There was a chilly sea layer in the air over the Shoreline Amphitheatre, but the danceable beats pounded on nonetheless. Dan Deacon played a set that had something to do with AI, followed by a person in a duck costume dancing on stage. Not the kind of spectacle you usually expect before you’ve even had your second cup of coffee, but that’s Google I/O, honey.
I/O is, of course, the company’s annual developer conference, and it officially kicked off Wednesday morning when CEO Sundar Pichai took the stage to headline a two-hour presentation almost entirely devoted to AI. We got a sneak peek at what’s coming to Google Search, Gmail, and Photos, along with an unsavory, photo-realistic image of pizza fondue. It was all AI, top to bottom. We’ve been reassured time and time again that Google is responsible for implementing AI and that the company is taking steps to ensure the technology doesn’t end life on the planet as we know it.
But what we didn’t hear much about – barely deserving a mention on stage, in fact – is I/O’s usual guest of honor: Android. Namely Android 14, which is now in beta and expected in the fall. There’s plenty about the apps and services that go hand-in-hand with Google’s mobile operating system, but the platform itself gets very little time in the spotlight.
This is a major shift from previous years. As late as 2019, the next Android version (it went as Q at the time) commanded a special 10+ minute segment in the keynote highlighting new features. 2023? Android 14 is mentioned almost an hour and a half after the keynote, while highlighting new options for customizing the lock screen. Earlier in the program, we got updates on item tracking and a heads-up on unknown tracker alerts that will work with Apple’s AirTags. But these things were framed as updates to Android ecosystemnot as Android 14 features.
That’s not an accident. I asked Sameer Samat, VP of the Android ecosystem, why Android 14 specifically got so little airtime. He said that as Google has implemented ways for Android devices to receive updates outside of an annual platform upgrade, such as Play System and app updates, it’s become necessary to frame things a little differently. “So this year, we felt it was important to show people what’s new in Android from a user experience perspective, regardless of the OS version. While some of the features we announced will launch with Android 14, many people will get their hands on these continuous updates,” he says.
Rather than lumping a bunch of new features into an OS upgrade that will roll out slowly (or not at all) to certain devices, the company rolls out features like updates to Google Photos or Gmail throughout the year. That’s a good thing, and it’s a side effect of Google’s efforts to fix the well-known problems of Android fragmentation. Google now has more leverage to get feature updates and security fixes for Android phones faster. It just means fewer of those features are built into major versions of the OS.
It also means that what’s left isn’t very exciting. Android 14 has been in beta for a while, and so far the highlights include updates that I’d classify as nice-to-haves: a different look for the back navigation arrow, support for a new backwards-compatible HDR image standard, and lossless audio through USB headphones. Not bad, but not the kind of thing that makes people happy during a keynote.
Google now has more leverage to get Android phone feature updates faster
There’s also the fact that the smartphone market has reached a sort of maturity that makes year-to-year upgrades less exciting than ever. See also: actually every device announced last year. Device makers, including Google, are shifting focus to the earbuds, watches and tablets they sell and how they all work together to make our lives easier – or so the sales pitch goes. Phones just aren’t the stars of the show anymore, and neither is the software they run.

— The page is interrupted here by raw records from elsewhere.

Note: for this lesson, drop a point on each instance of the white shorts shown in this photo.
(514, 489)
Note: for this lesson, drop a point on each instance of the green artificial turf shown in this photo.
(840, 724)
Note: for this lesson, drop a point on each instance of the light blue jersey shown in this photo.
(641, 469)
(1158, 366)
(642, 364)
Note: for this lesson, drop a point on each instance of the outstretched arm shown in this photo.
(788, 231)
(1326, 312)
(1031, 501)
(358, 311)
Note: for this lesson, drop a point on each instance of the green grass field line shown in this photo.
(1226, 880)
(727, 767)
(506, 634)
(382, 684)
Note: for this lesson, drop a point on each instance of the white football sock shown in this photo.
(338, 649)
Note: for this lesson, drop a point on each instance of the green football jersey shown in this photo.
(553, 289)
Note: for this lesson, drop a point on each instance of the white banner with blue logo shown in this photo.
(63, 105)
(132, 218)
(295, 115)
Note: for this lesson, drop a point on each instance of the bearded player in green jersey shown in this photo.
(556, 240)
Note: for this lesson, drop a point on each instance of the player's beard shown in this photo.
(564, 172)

That’s how we arrived at this year’s I/O keynote, which was as much a hardware launch and AI pep rally as it was a software showcase. After the keynote ended and Pichai left the stage, we were encouraged to stay in our seats for the next session: the developer’s keynote. Small trays of snacks were handed out as bribes to keep us in our seats.
Still, most of the crowd made their way to the exits. We were there for the Fold announcement or to see how Google responded to the pressure of Microsoft’s AI developments. Android was covered extensively in smaller sessions later in the day, but on the company’s biggest stage it played little more than a supporting role.